Here we use the DeepFM (Deep Factorization Machines) model for training with the prepared dataset mentioned above. We don't use any early stopping here, and trian 40 epochs.

model = DeepFM([], fixlen_feature_columns, task='binary')

model.compile('adam',
    'binary_crossentropy',
    metrics='binary_crossentropy')

# Early stopping
earlystopping_callback = tf.keras.callbacks.EarlyStopping(monitor='val_loss', patience=5)

# Best model checkpoint
checkpoint_filepath = '/tmp/checkpoint'
model_checkpoint_callback = tf.keras.callbacks.ModelCheckpoint(
    filepath=checkpoint_filepath,
    save_weights_only=True,
    monitor='val_loss',
    mode='min',
    save_best_only=True)


history = model.fit(train_model_input,
    train_data['target'].astype('float32').values,
    batch_size=256,
    epochs=40,
    verbose=2,
    validation_data=(val_model_input, 
                     val_data['target'].astype('float32').values),
#     callbacks=[
#         earlystopping_callback, 
#         model_checkpoint_callback
#     ]
)

Check the performance on the test set


from sklearn.metrics import log_loss, roc_auc_score, accuracy_score

pred_ans = model.predict(test_model_input, batch_size=256)

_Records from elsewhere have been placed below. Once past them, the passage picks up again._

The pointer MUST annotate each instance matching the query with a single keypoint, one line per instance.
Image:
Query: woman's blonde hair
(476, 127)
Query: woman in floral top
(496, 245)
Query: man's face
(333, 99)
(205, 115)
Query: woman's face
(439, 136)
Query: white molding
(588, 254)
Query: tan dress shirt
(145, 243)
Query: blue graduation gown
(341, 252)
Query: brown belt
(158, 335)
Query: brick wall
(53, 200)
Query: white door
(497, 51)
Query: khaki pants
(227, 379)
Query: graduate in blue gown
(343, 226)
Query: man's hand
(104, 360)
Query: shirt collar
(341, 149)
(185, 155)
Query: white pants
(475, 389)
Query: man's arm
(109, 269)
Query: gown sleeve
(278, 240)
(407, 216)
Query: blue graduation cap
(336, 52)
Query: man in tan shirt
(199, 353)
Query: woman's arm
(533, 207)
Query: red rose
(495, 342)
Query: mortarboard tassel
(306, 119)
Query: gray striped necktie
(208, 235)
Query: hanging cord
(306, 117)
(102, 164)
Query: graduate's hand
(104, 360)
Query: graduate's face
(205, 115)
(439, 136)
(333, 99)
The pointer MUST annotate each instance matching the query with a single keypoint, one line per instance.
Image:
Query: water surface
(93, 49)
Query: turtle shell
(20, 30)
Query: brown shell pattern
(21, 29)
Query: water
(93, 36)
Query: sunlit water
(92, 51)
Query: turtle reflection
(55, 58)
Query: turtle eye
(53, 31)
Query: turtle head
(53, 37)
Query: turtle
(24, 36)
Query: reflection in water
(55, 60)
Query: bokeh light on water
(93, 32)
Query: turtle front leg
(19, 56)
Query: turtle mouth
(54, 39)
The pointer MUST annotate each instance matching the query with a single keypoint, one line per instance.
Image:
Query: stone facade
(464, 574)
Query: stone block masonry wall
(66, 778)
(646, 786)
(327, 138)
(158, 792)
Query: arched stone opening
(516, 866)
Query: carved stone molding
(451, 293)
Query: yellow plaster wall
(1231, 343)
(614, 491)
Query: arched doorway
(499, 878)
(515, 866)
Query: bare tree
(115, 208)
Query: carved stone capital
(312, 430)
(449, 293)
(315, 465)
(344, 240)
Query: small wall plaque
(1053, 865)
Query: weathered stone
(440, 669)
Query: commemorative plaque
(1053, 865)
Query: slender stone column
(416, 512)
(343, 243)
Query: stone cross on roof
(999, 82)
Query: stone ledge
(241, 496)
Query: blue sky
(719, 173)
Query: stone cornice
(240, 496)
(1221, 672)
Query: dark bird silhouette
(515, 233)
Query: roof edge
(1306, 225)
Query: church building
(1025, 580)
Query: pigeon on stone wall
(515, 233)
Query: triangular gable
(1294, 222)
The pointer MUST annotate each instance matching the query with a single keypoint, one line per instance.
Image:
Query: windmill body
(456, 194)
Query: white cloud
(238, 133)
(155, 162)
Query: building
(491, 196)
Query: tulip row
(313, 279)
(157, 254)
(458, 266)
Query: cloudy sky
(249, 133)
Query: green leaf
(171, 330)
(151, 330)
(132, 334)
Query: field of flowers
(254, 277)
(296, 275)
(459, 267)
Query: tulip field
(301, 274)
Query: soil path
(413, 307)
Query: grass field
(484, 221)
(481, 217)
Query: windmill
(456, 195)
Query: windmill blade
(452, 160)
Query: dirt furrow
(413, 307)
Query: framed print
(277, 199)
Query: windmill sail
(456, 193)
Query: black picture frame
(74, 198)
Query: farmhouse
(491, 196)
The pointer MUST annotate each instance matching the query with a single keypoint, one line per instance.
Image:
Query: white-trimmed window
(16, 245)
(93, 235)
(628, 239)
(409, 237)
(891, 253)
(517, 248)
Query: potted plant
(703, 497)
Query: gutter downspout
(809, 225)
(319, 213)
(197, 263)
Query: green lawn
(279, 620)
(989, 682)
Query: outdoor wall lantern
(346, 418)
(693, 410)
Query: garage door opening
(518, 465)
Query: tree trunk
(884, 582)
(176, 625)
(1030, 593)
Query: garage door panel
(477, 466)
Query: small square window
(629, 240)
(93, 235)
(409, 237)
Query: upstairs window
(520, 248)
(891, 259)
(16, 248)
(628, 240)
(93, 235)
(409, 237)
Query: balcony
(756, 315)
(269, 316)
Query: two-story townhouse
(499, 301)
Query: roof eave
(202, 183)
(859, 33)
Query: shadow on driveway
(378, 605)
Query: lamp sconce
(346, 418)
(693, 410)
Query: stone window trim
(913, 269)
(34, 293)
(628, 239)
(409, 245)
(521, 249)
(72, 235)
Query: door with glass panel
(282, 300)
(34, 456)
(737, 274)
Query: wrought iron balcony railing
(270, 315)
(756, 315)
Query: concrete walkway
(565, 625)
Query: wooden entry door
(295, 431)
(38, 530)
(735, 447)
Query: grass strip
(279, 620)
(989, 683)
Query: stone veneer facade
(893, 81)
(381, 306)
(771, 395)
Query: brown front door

print('log loss', log_loss(test_data['target'].astype('float32').values, pred_ans, eps=1e-7))
print('auc', roc_auc_score(test_data['target'].astype('float32').values, pred_ans))
During the 40 epochs, the log loss start decreasing and increasing again, ending up to the output below. Output:

log loss 0.2621498030364543
auc 0.9733840688051586



Using DeepFM with Early Stopping strategy


model = DeepFM([], fixlen_feature_columns, task='binary')

model.compile('adam',
    'binary_crossentropy',
    metrics='binary_crossentropy')

# Early stopping
earlystopping_callback = tf.keras.callbacks.EarlyStopping(monitor='val_loss', patience=5)

# Best model checkpoint
checkpoint_filepath = '/tmp/checkpoint'
model_checkpoint_callback = tf.keras.callbacks.ModelCheckpoint(
    filepath=checkpoint_filepath,
    save_weights_only=True,
    monitor='val_loss',
    mode='min',
    save_best_only=True)


history = model.fit(train_model_input,
    train_data['target'].astype('float32').values,
    batch_size=256,
    epochs=40,
    verbose=2,
    validation_data=(val_model_input, 
                     val_data['target'].astype('float32').values),
     callbacks=[
         earlystopping_callback, 
         model_checkpoint_callback
     ]
)
This time we apply an early stopping strategy with a patience of 5 steps. That is, if there is no decrease in the 5 concecutive steps during trating, the training process will be stopped early before 40 epochs. Output:

log loss 0.19507425489108865
auc 0.9737500710457143
We can observe that our log loss and AUC have been improved with early stopping strategy compared to that without using early stopping.